Studio Portrait of T.W. Burgess
T.W. Burgess. Image shows a portrait of swimmer Thomas William Burgess. He was the second man to successfully swim the English Channel, after Captain Matthew Webb in 1875.
Thomas William Burgess had 17 unsuccessful attempts to swim the Channel. He made three attempts in 1904, five in 1905, four in 1906, one in 1907, and four in 1908.
On the 28, Aug. 1906 he set off from St. Margaret’s Bay at 7.26am, at 1.30 pm, he met a tide that was taking him backwards, so he turned around and swam back to England, arriving at 5.28 pm. having swum for 10hrs 02mins.

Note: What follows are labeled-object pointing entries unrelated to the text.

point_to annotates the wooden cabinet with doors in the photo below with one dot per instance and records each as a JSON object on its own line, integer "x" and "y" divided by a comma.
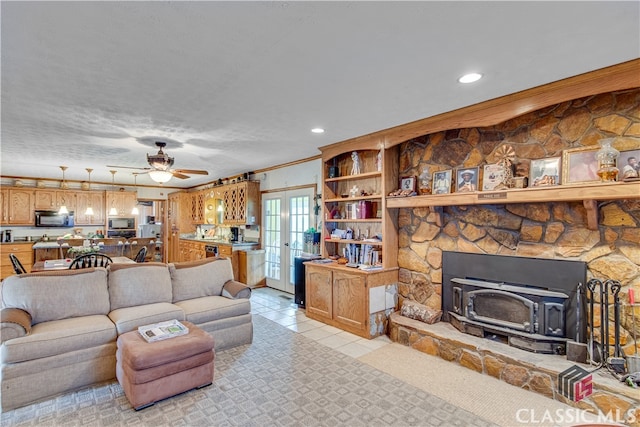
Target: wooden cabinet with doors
{"x": 54, "y": 199}
{"x": 197, "y": 208}
{"x": 95, "y": 199}
{"x": 17, "y": 206}
{"x": 191, "y": 251}
{"x": 122, "y": 201}
{"x": 241, "y": 203}
{"x": 340, "y": 296}
{"x": 24, "y": 253}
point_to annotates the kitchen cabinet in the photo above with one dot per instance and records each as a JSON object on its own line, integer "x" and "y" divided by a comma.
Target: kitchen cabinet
{"x": 227, "y": 251}
{"x": 123, "y": 201}
{"x": 95, "y": 199}
{"x": 251, "y": 268}
{"x": 191, "y": 251}
{"x": 241, "y": 203}
{"x": 340, "y": 296}
{"x": 354, "y": 198}
{"x": 197, "y": 207}
{"x": 54, "y": 199}
{"x": 17, "y": 206}
{"x": 23, "y": 251}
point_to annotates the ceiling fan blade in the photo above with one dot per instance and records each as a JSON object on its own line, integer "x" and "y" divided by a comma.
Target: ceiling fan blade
{"x": 192, "y": 171}
{"x": 179, "y": 175}
{"x": 127, "y": 167}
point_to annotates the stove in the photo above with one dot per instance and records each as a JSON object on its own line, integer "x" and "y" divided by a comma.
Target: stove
{"x": 531, "y": 303}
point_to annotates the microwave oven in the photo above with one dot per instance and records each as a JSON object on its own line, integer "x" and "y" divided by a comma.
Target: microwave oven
{"x": 122, "y": 223}
{"x": 53, "y": 219}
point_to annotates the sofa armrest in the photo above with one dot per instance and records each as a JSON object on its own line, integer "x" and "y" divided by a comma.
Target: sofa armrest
{"x": 14, "y": 323}
{"x": 233, "y": 289}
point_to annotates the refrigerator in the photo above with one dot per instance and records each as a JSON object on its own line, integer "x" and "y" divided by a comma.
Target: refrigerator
{"x": 149, "y": 230}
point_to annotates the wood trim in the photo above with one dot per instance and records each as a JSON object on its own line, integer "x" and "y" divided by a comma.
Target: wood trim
{"x": 498, "y": 110}
{"x": 297, "y": 187}
{"x": 559, "y": 193}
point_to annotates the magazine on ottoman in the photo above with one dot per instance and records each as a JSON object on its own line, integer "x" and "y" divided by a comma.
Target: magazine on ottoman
{"x": 163, "y": 330}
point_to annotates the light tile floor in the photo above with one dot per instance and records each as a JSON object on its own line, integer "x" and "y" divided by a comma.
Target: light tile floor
{"x": 280, "y": 307}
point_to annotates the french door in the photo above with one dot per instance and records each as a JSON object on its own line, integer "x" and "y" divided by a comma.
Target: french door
{"x": 286, "y": 216}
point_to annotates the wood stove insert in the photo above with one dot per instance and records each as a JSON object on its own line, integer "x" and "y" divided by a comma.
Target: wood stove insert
{"x": 530, "y": 303}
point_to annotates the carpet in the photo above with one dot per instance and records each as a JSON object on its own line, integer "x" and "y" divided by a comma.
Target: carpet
{"x": 281, "y": 379}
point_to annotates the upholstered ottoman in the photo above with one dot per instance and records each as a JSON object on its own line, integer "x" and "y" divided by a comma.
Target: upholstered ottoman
{"x": 149, "y": 372}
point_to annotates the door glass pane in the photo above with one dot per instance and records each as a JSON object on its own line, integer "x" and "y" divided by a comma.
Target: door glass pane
{"x": 272, "y": 239}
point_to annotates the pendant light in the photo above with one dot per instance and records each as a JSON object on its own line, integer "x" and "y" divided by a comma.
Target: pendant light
{"x": 63, "y": 185}
{"x": 89, "y": 211}
{"x": 113, "y": 211}
{"x": 135, "y": 210}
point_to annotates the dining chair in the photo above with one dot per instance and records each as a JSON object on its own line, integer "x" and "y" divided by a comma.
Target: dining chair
{"x": 17, "y": 265}
{"x": 90, "y": 260}
{"x": 141, "y": 255}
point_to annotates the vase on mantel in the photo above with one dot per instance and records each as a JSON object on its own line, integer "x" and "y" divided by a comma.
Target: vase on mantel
{"x": 607, "y": 160}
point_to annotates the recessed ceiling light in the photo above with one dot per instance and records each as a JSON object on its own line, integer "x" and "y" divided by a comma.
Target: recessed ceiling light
{"x": 470, "y": 78}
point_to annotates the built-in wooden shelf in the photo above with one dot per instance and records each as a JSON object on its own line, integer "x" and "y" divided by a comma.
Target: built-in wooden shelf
{"x": 353, "y": 177}
{"x": 359, "y": 242}
{"x": 588, "y": 194}
{"x": 355, "y": 199}
{"x": 355, "y": 220}
{"x": 559, "y": 193}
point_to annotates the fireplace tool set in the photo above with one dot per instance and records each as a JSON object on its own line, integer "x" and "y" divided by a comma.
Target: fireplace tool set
{"x": 602, "y": 353}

More than 70 attempts had been made on the Channel between the Captain Webb swim and William Burgess successful swim on the 5th of September 1911. He swam from the South Foreland to Cap-Gris-Nez in 22hrs 35mins. His swim was finally recognized by the CSA 16th August 1928. He used lard as his protection, and for food hot chocolate, hot milk, grapes, and chicken. The water was so calm that the sails became useless and they had to put the row boat out to tow the main boat, for the remainder of the swim.

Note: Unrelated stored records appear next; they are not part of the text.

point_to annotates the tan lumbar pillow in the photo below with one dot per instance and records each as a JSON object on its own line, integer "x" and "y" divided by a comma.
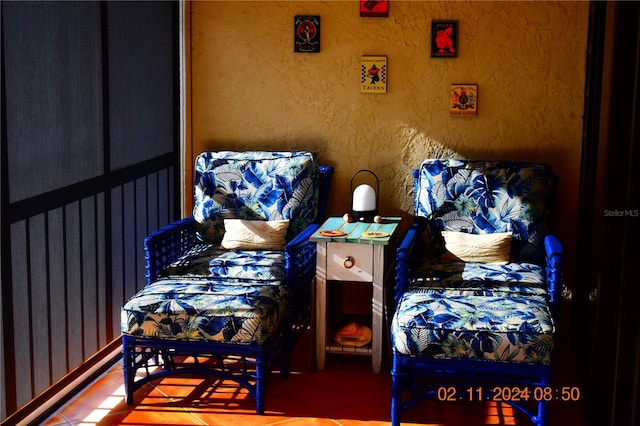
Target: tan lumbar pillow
{"x": 241, "y": 234}
{"x": 480, "y": 248}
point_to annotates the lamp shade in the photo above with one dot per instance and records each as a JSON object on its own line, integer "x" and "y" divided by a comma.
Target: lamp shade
{"x": 364, "y": 199}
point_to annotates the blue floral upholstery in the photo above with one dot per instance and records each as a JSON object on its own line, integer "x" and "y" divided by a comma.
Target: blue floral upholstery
{"x": 235, "y": 307}
{"x": 476, "y": 320}
{"x": 256, "y": 186}
{"x": 207, "y": 310}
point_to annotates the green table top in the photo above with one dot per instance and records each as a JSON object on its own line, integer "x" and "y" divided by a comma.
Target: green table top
{"x": 357, "y": 232}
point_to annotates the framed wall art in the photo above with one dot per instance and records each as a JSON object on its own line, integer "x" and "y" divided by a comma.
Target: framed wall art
{"x": 373, "y": 74}
{"x": 444, "y": 39}
{"x": 464, "y": 99}
{"x": 306, "y": 34}
{"x": 375, "y": 8}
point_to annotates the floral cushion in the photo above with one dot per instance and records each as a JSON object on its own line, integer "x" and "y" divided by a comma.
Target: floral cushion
{"x": 206, "y": 310}
{"x": 212, "y": 260}
{"x": 440, "y": 324}
{"x": 460, "y": 278}
{"x": 487, "y": 197}
{"x": 254, "y": 185}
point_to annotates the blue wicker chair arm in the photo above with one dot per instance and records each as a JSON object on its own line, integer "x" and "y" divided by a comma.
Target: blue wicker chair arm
{"x": 554, "y": 256}
{"x": 404, "y": 259}
{"x": 166, "y": 245}
{"x": 300, "y": 255}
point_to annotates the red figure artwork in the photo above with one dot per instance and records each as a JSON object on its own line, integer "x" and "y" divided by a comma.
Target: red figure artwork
{"x": 444, "y": 39}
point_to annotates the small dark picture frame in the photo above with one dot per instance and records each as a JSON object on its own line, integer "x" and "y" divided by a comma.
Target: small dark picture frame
{"x": 444, "y": 39}
{"x": 306, "y": 33}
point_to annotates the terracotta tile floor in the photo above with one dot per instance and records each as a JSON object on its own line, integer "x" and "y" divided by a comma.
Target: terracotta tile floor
{"x": 345, "y": 393}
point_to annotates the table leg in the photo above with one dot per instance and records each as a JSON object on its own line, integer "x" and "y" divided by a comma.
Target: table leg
{"x": 321, "y": 304}
{"x": 377, "y": 307}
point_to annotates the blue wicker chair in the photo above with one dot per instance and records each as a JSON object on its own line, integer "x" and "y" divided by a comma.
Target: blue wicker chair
{"x": 228, "y": 288}
{"x": 477, "y": 319}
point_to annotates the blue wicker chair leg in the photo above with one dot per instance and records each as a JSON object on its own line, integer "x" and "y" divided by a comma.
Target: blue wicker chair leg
{"x": 261, "y": 385}
{"x": 129, "y": 370}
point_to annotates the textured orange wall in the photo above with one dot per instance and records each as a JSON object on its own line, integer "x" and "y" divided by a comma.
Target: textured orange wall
{"x": 249, "y": 90}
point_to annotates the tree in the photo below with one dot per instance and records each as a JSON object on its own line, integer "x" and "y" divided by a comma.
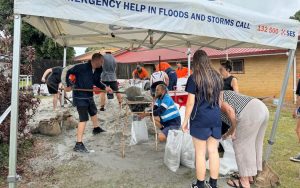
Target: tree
{"x": 44, "y": 47}
{"x": 296, "y": 16}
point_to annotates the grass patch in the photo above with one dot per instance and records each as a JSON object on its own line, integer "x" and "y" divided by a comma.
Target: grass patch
{"x": 286, "y": 145}
{"x": 23, "y": 83}
{"x": 24, "y": 152}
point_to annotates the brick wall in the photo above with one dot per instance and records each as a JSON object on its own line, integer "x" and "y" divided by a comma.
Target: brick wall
{"x": 264, "y": 76}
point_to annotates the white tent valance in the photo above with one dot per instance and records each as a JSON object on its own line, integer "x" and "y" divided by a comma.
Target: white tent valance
{"x": 170, "y": 23}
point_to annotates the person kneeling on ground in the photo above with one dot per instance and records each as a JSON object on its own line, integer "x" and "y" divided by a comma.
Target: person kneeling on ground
{"x": 166, "y": 114}
{"x": 158, "y": 77}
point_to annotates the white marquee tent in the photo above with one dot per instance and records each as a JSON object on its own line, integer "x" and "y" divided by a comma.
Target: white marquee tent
{"x": 131, "y": 24}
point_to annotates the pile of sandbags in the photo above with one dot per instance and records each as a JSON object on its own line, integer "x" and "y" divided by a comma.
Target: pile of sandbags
{"x": 52, "y": 126}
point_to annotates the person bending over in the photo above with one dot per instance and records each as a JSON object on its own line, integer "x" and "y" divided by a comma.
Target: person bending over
{"x": 166, "y": 114}
{"x": 87, "y": 75}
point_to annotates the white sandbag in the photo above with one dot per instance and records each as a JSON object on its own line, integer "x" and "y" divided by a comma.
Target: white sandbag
{"x": 187, "y": 158}
{"x": 139, "y": 132}
{"x": 44, "y": 90}
{"x": 182, "y": 113}
{"x": 173, "y": 150}
{"x": 35, "y": 89}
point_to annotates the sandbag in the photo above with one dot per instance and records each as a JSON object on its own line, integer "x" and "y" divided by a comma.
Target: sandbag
{"x": 173, "y": 149}
{"x": 133, "y": 92}
{"x": 139, "y": 131}
{"x": 64, "y": 74}
{"x": 187, "y": 158}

Thomas Burgess received a Congratulations telegram from the King, a £1000 cheque from the Daily Sketch, and the Alexander Challenge Cup, donated and presented by Mr Alexander, President of the Channel Swimming Club.
He made a further attempt in 1922, whilst training Georges Michel. He sportingly gave up in mid Channel to pilot Michel.
Burgess went on to train many swimmers including Charles Toth 1923, Gertrude Ederle in 1926 and Ishak Helmy in 1928. All of these swimmers were successful.